Furthermore, there are studies that suggest a genetic predisposition. LS has been observed within members of the same family (familial LS) or in identical twins [3,19]. There is no specific association of LS with HLA antigens, though studies suggest a possible correlation with HLA-DQ7 alleles [20]. The possible connection of LS with particular microbial infections, especially by Borrelia burgdorferi, has also been mentioned, as 60% of LS specimens revealed superficial Borrelia colonisation [4]. In many cases, significant clinical improvement was noticed after antibiotic treatment. Viral infections, especially by HPV, have been reported to cause or contribute to the development of LS lesions, especially in genitalia; this correlation though remains questionable [21]. Finally, local irritation or traumas have been linked to the pathogenesis of LS, especially for cutaneous and genital lesions. In these cases, the Köebner phenomenon (occurrence of LS in areas of already damaged skin or mucosa) has been suggested as the potential pathway [3].

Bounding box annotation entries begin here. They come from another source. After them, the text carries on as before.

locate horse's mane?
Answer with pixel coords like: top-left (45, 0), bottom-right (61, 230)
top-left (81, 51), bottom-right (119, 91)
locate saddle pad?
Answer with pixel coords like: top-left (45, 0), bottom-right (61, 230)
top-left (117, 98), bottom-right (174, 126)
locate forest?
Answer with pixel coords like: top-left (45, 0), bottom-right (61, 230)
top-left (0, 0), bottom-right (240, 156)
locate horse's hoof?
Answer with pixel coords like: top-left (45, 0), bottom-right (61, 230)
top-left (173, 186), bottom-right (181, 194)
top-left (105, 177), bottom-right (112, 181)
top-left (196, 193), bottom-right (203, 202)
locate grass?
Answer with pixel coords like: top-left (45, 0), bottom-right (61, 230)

Until now, there is no specific successful treatment for the oral manifestation of LS. Treatment is commonly provided in cases of LS with soreness and discomfort or in cases that cosmetic concerns have arisen. Due to the proposed immune-mediated pathogenesis of LS, along with the inflammatory component observed clinically and microscopically, the most commonly used treatment modalities involve topical application or intralesional injections of corticosteroids and topical calcineurin inhibitors (tacrolimus, pimecrolimus); cryotherapy, and surgical excision for small lesions have also been utilised (Table 1) [1,2,22]. Colchicine, a drug that is mainly used in other mucocutaeous diseases, like Behçet’s syndrome, psoriasis and scleroderma, has also been used in a limited number of LS cases [4]. For the genital manifestations, topical application of testosterone, narrow-band UVB and psoralen UVA (PUVA) are proposed to be effective in reduction of the lesions following one or more courses [23,24].

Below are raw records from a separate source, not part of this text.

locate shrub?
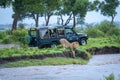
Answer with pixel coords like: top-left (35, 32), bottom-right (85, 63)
top-left (0, 31), bottom-right (7, 39)
top-left (1, 36), bottom-right (12, 44)
top-left (85, 28), bottom-right (105, 38)
top-left (96, 21), bottom-right (111, 34)
top-left (18, 23), bottom-right (25, 29)
top-left (105, 73), bottom-right (115, 80)
top-left (76, 50), bottom-right (91, 60)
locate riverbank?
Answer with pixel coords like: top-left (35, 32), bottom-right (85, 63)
top-left (0, 54), bottom-right (120, 80)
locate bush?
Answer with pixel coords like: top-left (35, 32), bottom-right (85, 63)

In the literature, no malignant transformation of oral LS cases has been reported. Nevertheless, genital LS lesions have been associated with a 3 - 5% relative risk for the development of squamous cell carcinoma [3]. Since oral LS may be accompanied by genital lesions, it is highly recommended that the patient should undergo a thorough clinical examination and be placed in a long-term follow-up course [24-26].

CONCLUSIONS

The pertinent English language literature review has revealed a few cases of oral lichen sclerosus [1,2,4-15,22,27-40]. Although considerably uncommon, oral manifestations of lichen sclerosus should be included in the clinical differential diagnosis of white patches of the oral mucosa and the vermillion border of the lips. Further histopathological evaluation of the specimen with Shikata’s modified orcein stain is useful for rendering a proper diagnosis.